Java Thread Priority Revisited in JDK7
By Dave on Jan 10, 2008
In an earlier blog entry I described how Java thread priorities relate to native thread priority. We recently ran into bug 6518490 that forced me to change the default mapping of priorities on Solaris™ as previously described.
Briefly, in the Solaris IA(interactive) or TS(timeshare) scheduling classes, the effective priority of a thread is function of the thread's assigned priority and a thread-specific system-managed behavioral factor. (That's a gross oversimplification. If you're curious, I recommend Solaris Internals, 2nd Edition Section 3.7 followed by a skim of ts.c. In the case of Java the JVM maps the logical Java priority set via Thread.setPriority() to an TS- or IA-specific priority, and then calls priocntl() to set the assigned priority for the thread. The scheduler avoids indefinite starvation of low priority threads by periodically applying a boost (this is the system-managed behavioral factor) for threads that have languished too long on the ready queue without having been run. In addition, threads that block voluntarily -- as opposed to exhausting their time slice and requiring involuntary preemption -- may receive a boost to their effective priority by way of changes to the previously mentioned behavioral factor.

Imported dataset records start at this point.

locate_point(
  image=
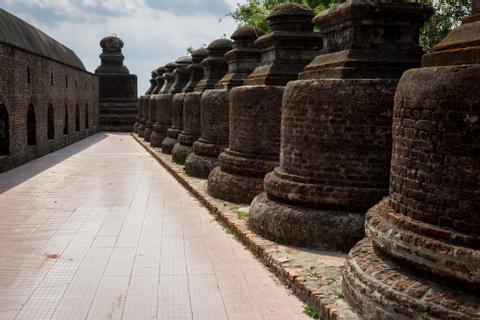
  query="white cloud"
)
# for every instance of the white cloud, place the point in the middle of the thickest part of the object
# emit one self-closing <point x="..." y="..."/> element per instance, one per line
<point x="152" y="37"/>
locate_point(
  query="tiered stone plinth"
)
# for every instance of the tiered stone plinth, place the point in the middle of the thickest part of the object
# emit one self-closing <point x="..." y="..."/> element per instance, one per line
<point x="421" y="258"/>
<point x="118" y="102"/>
<point x="336" y="127"/>
<point x="196" y="73"/>
<point x="139" y="125"/>
<point x="164" y="115"/>
<point x="200" y="162"/>
<point x="255" y="108"/>
<point x="158" y="74"/>
<point x="242" y="60"/>
<point x="141" y="101"/>
<point x="168" y="81"/>
<point x="177" y="123"/>
<point x="215" y="69"/>
<point x="191" y="127"/>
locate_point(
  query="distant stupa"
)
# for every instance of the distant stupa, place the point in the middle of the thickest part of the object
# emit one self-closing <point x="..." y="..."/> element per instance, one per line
<point x="117" y="88"/>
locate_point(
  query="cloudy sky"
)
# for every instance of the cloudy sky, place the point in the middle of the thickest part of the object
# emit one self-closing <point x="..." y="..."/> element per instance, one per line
<point x="155" y="32"/>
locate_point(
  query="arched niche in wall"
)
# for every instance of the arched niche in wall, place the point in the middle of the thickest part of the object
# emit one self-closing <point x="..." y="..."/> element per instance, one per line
<point x="4" y="131"/>
<point x="77" y="117"/>
<point x="31" y="126"/>
<point x="87" y="121"/>
<point x="65" y="119"/>
<point x="50" y="122"/>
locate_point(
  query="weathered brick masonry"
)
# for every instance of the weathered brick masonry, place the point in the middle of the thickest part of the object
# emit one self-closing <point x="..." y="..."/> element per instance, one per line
<point x="421" y="258"/>
<point x="202" y="160"/>
<point x="336" y="127"/>
<point x="118" y="104"/>
<point x="192" y="101"/>
<point x="181" y="76"/>
<point x="167" y="82"/>
<point x="141" y="103"/>
<point x="47" y="98"/>
<point x="242" y="59"/>
<point x="195" y="69"/>
<point x="255" y="108"/>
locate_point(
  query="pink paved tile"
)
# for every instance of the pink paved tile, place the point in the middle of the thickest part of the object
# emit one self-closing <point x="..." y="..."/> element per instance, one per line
<point x="99" y="230"/>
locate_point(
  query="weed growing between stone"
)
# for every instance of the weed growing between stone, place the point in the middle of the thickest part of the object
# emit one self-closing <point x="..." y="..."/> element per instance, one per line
<point x="311" y="311"/>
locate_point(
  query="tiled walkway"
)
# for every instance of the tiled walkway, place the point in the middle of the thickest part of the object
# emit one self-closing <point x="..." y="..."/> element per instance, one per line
<point x="100" y="230"/>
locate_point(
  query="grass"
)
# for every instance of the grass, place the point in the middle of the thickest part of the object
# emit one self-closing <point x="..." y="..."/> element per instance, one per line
<point x="242" y="214"/>
<point x="339" y="294"/>
<point x="311" y="311"/>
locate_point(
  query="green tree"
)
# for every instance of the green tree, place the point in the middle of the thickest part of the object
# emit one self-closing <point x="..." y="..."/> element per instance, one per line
<point x="448" y="15"/>
<point x="255" y="12"/>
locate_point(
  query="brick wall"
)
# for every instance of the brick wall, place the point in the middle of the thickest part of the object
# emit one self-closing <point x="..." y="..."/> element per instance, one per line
<point x="28" y="79"/>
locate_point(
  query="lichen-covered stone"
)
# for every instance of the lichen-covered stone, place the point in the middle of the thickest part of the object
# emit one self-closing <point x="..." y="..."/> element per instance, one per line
<point x="157" y="78"/>
<point x="181" y="76"/>
<point x="196" y="73"/>
<point x="241" y="60"/>
<point x="255" y="108"/>
<point x="164" y="83"/>
<point x="427" y="230"/>
<point x="118" y="105"/>
<point x="215" y="67"/>
<point x="141" y="103"/>
<point x="336" y="128"/>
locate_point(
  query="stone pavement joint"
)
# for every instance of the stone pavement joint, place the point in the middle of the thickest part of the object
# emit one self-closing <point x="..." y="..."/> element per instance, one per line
<point x="315" y="276"/>
<point x="106" y="233"/>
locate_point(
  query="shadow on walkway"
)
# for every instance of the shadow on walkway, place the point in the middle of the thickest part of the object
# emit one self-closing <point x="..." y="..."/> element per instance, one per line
<point x="30" y="169"/>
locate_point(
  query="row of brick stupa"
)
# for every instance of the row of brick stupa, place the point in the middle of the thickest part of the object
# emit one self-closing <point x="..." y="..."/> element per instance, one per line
<point x="301" y="123"/>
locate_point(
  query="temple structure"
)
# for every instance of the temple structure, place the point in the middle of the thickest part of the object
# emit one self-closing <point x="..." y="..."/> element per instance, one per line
<point x="336" y="126"/>
<point x="166" y="82"/>
<point x="421" y="257"/>
<point x="196" y="73"/>
<point x="242" y="59"/>
<point x="214" y="116"/>
<point x="157" y="76"/>
<point x="181" y="77"/>
<point x="118" y="104"/>
<point x="141" y="102"/>
<point x="48" y="100"/>
<point x="255" y="108"/>
<point x="215" y="68"/>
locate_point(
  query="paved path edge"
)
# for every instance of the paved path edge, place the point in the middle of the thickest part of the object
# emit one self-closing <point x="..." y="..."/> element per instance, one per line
<point x="325" y="299"/>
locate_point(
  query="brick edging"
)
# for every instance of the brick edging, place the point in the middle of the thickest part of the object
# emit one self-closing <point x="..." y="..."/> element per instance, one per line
<point x="327" y="306"/>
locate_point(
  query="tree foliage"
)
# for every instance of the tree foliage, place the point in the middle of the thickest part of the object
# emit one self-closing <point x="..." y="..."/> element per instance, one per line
<point x="255" y="12"/>
<point x="448" y="15"/>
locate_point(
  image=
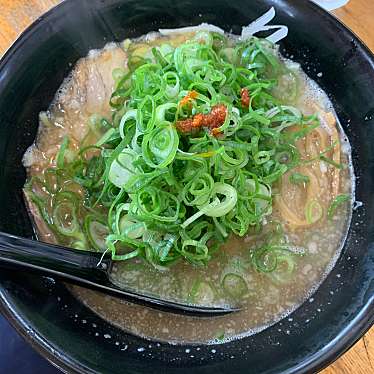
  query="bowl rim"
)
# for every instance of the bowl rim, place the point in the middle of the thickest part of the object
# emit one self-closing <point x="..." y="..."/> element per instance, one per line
<point x="347" y="337"/>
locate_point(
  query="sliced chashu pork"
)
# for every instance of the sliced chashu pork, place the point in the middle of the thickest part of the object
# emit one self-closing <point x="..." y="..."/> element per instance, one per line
<point x="85" y="92"/>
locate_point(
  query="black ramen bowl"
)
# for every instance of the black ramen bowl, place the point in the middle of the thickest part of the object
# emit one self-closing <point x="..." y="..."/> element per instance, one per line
<point x="72" y="336"/>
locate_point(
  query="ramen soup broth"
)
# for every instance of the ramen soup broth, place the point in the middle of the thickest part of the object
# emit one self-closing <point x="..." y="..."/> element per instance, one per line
<point x="243" y="270"/>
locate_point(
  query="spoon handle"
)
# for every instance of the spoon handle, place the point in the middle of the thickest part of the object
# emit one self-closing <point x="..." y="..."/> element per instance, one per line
<point x="52" y="259"/>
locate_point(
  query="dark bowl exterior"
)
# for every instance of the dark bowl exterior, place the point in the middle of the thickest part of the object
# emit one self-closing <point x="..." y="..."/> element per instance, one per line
<point x="72" y="336"/>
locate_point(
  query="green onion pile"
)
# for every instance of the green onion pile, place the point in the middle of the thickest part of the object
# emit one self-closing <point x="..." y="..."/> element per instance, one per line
<point x="154" y="192"/>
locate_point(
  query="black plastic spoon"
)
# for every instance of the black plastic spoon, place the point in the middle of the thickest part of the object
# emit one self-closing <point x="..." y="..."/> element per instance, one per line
<point x="85" y="268"/>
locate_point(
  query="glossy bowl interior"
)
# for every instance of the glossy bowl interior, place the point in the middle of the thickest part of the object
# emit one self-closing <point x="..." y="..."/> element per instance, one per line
<point x="76" y="339"/>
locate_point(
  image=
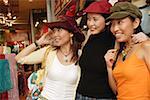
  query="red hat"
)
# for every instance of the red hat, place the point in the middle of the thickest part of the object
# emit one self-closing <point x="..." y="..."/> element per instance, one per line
<point x="102" y="6"/>
<point x="68" y="22"/>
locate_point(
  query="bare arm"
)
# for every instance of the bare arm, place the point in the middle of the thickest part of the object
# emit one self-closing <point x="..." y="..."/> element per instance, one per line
<point x="146" y="47"/>
<point x="109" y="58"/>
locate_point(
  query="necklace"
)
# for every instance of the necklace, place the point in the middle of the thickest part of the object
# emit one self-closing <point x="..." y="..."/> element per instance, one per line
<point x="125" y="51"/>
<point x="66" y="56"/>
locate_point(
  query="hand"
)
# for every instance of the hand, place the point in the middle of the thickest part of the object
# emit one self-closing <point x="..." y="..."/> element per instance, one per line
<point x="46" y="38"/>
<point x="110" y="57"/>
<point x="139" y="37"/>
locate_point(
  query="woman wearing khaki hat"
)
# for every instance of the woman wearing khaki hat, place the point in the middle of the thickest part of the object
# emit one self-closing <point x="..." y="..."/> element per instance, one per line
<point x="93" y="83"/>
<point x="61" y="74"/>
<point x="129" y="66"/>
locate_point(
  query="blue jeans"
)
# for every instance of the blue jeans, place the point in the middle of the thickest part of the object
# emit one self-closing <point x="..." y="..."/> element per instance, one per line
<point x="81" y="97"/>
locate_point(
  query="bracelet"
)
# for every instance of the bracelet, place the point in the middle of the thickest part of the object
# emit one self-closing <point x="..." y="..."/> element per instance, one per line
<point x="38" y="46"/>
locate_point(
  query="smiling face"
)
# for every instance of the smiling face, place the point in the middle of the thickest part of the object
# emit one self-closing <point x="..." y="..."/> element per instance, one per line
<point x="61" y="36"/>
<point x="95" y="23"/>
<point x="123" y="29"/>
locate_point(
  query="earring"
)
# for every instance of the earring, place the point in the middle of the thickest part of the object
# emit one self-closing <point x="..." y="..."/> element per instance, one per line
<point x="71" y="41"/>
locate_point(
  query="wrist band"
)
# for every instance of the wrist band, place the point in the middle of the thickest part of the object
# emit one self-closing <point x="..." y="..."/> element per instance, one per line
<point x="36" y="45"/>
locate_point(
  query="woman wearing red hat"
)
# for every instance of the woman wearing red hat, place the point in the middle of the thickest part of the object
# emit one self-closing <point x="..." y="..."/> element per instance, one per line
<point x="61" y="74"/>
<point x="93" y="83"/>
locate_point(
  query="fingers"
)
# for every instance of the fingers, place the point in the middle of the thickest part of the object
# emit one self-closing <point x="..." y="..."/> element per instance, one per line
<point x="110" y="56"/>
<point x="139" y="37"/>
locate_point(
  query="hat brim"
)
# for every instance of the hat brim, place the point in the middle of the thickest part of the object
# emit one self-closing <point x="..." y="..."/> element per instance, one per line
<point x="65" y="25"/>
<point x="119" y="15"/>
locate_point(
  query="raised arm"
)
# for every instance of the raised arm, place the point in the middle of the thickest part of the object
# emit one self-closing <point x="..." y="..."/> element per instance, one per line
<point x="146" y="48"/>
<point x="109" y="58"/>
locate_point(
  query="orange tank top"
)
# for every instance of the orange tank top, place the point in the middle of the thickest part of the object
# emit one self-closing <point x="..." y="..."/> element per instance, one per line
<point x="133" y="79"/>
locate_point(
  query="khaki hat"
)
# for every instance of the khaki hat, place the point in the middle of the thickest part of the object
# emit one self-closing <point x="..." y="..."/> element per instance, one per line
<point x="123" y="9"/>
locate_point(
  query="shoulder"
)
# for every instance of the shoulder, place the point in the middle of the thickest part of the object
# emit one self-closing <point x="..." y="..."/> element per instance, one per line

Lets say we have a 2x multiprocessor system, otherwise idle, with threads T1 and T2 at high assigned priority and T3 at low assigned priority. T1 and T2 loop, yielding, or alternatively they might pass a "token" back and forth via a pipe. Critically, they block often, so they receive the aforementioned boost to their effective priorities. Thread T3 simply loops, computing the digits of π. T3 will languish on the ready queue. Over time the scheduler will boost T3's effective priority, but unfortunately that boost isn't sufficient to push T3's priority beyond that of the boosted effective priorities of T1 and T2, so T3 can starve indefinitely.
To avoid the problem I've inverted the default for the -XX:[+/-]UseThreadPriorities flag from True to False on Solaris. The defaults setting for the flag remains unchanged on other platforms. Running all Java threads at the same priority sidesteps the problem and avoid starvation. I considered just posting a work-around and leaving the flag polarity unchanged, but the bug is difficult to diagnose properly. A work-around, albeit simple, is useless if a customer is forced to diagnose and identify a rather opaque and exotic bug. Put another way, a work-around is no better than the diagnostic procedure used to identify the associated malady. The change to UseThreadPriorities is in JDK7 and is propagating back through JDK6 and JDK5. If you desperately want Java threads priorities to map to underlying native priority you can use -XX:+UseThreadPriorities, but in a sense you'll be accepting the risk of the hang. You have to explicitly opt-in to enable priority mapping. Priorities are a quality-of-implementation concern, not a correctness concern. Recall that thread priorities are strictly advisory, and the JVM has license and latitude to implement or change them as needed. They should never be depended upon to ensure progress (relative to other threads) or lack of progress (i.e., synchronization).
Finally, this changed isn't as significant as it might seem. Under IA and TS, the upper half of the logical priority range was previously mapped to native "high" and the lower half was mapped over the range of native priorities. The only observable difference between the old behavior and running with thread priorities disabled is that Java threads assigned priorities in the lower half of the logical range will now run at the same effective (native) priority as threads in the upper half. When competing for CPU cycles with other threads, these low priority threads will receive relatively more cycles from the scheduler than they did in the past.